Company NewsOctober 11, 2023

Dassault Systèmes celebrates International Day of the Girl Child 

Dassault Systèmes supports the mission behind International Day of the Girl Child with initiatives that empower girls.
Avatar Shoshana Kranish

For more than a decade, the United Nations and the world have celebrated October 11 as the International Day of the Girl Child. This year’s theme, “Digital Generation, Our Generation” centers on equitable access for women and girls to the internet to enable opportunities for the design and usage of technology. 

Projections estimate that jobs in the fields of science, technology, engineering and math (STEM) will increase exponentially in the years to come. And given the lack of gender parity in these fields — despite efforts to assuage this trend — there’s plenty of work to be done to encourage girls to enter them. 

Dassault Systèmes is proud to present two initiatives in the company that focus on this nexus of girls and technology and explore how companies like ours can best bring girls and women into the fold.

Sophia Academy: Introducing girls to STEM 

For over 10 years, Dassault Systèmes has partnered with Sophia Academy, an independent all-girls school in Providence, Rhode Island, to provide students there with exposure to and information about careers in STEM. 

Each year, some 60 girls between grades 5 and 8 attend the school, which offers access to education for children living below the poverty line. Our partnership with them came about when the academy’s lack of funding prevented their students from being able to attend STEM events that Dassault Systèmes  participated in; recognizing the need for a special program made just for them, the collaboration began. 

Over the years, the company has provided the school with funding and technology access and has hosted an annual interactive learning day at various offices for the students. 

This year’s event, taking place on October 12 at the Johnston, RI office, will give Sophia Academy students a chance to tour the campus, learn about the company, explore the field of engineering and all the opportunities it holds and try interactive technologies like augmented reality and virtual reality. For the students, days like these afford them exposure to different career paths they might not have otherwise been introduced to. 

Speaking to this, Jennifer Potter, an Intellectual Process and Operations Strategy Director who has worked at Dassault  Systèmes for 28 years and has volunteered with Sophia Academy for nearly a decade, suggested the mentoring she’s participated in has had as profound an effect on her as it has had for her mentees. 

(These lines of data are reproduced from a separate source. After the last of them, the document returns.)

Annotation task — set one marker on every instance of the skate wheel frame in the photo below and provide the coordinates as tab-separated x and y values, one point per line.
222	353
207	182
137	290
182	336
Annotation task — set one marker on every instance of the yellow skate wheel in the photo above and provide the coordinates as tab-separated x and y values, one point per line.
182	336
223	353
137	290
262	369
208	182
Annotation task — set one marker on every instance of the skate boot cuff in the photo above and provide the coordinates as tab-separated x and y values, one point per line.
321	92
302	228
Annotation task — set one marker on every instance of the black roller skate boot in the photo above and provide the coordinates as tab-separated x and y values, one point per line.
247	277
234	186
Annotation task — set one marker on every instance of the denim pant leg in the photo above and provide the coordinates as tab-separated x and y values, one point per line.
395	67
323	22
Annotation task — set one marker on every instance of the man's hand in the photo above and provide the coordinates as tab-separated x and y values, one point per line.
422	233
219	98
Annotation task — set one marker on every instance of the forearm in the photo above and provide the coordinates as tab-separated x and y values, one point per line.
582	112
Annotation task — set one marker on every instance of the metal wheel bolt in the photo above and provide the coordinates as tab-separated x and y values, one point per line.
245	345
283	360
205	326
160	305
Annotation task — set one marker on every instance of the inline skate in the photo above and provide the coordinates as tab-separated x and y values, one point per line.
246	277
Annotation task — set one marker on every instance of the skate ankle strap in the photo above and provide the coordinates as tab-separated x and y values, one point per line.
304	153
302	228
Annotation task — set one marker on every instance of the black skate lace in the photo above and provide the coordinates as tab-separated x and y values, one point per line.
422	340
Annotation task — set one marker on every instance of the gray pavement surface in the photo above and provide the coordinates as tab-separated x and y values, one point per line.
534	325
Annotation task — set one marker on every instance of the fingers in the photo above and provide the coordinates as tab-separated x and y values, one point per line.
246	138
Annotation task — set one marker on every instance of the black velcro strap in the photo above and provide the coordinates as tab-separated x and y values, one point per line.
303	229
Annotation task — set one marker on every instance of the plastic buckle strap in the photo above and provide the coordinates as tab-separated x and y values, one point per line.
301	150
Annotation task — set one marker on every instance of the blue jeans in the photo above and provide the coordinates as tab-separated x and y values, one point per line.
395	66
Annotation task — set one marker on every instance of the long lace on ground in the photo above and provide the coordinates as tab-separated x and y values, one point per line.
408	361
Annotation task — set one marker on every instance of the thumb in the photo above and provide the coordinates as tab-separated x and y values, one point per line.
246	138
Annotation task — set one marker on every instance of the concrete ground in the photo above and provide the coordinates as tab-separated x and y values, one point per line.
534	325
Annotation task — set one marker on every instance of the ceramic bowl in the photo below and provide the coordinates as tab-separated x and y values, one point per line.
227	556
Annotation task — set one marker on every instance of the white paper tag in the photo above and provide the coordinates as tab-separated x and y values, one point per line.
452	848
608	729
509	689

While the program is STEM-focused, not all the students who participate end up wanting to pursue careers in that field. One of Potter’s mentees, who’s now halfway through college, was one such student. When she expressed difficulty in defining a career path for herself, Potter invited her to join a business trip to New York, where she introduced the student to a member of the Diversity, Equity and Inclusion team at the company’s office there. 

Samantha Cummiskey, an R&D Quality Engineering Senior Manager in SIMULIA, who also volunteers with the Sophia Academy program, commended the commitment to introducing students to different types of opportunities they wouldn’t have otherwise encountered. Giving them the tools to explore, whether through days at the office or outreach programs that the company runs to bring recent grads to the school, helps accomplish this. 

“If we want to make a difference in the next generation of engineers, to make sure they’re gender and racially diverse, this is the exact kind of initiative that’s going to make that happen,” Cummiskey said. 

Girls Who Code: Empowering future engineers 

Girls Who Code is an international non-profit whose mission is to engage young girls in STEM from a young age in order to balance the gender gap in these fields for more equitable and inclusive future workplaces. 

Dassault Systèmes’ brand Medidata has partnered with Girls Who Code for over a year, and plans are in the works for a second annual International Day of the Girl Child-inspired collaboration event between the two. 

Last November, 10 Medidata employees volunteered over 30 hours of their time to virtual technical interview prep sessions with more than a dozen career-age women. Technical interviews are an important aspect of the hiring process in engineering fields, and having proper preparation for them can help applicants stand out. 

A significant number of the women who join Girls Who Code to learn programming and other technical skills come from underprivileged backgrounds, including people of color. While Dassault Systèmes already had programs in place with organizations representing young men from similar circumstances, there wasn’t one exclusively with a group that focused on young women in the New York area, where Medidata is headquartered. Thus, the partnership was born. 

Through efforts like these, we celebrate the inclusion of girls in the technology field from a young age not just on this international holiday, but year-round. Dassault Systèmes commends collaborations like those with Girls Who Code and Sophia Academy and the work promoted by the celebration of the International Day of the Girl Child. Empowering young women today will ensure that they become leaders in the future.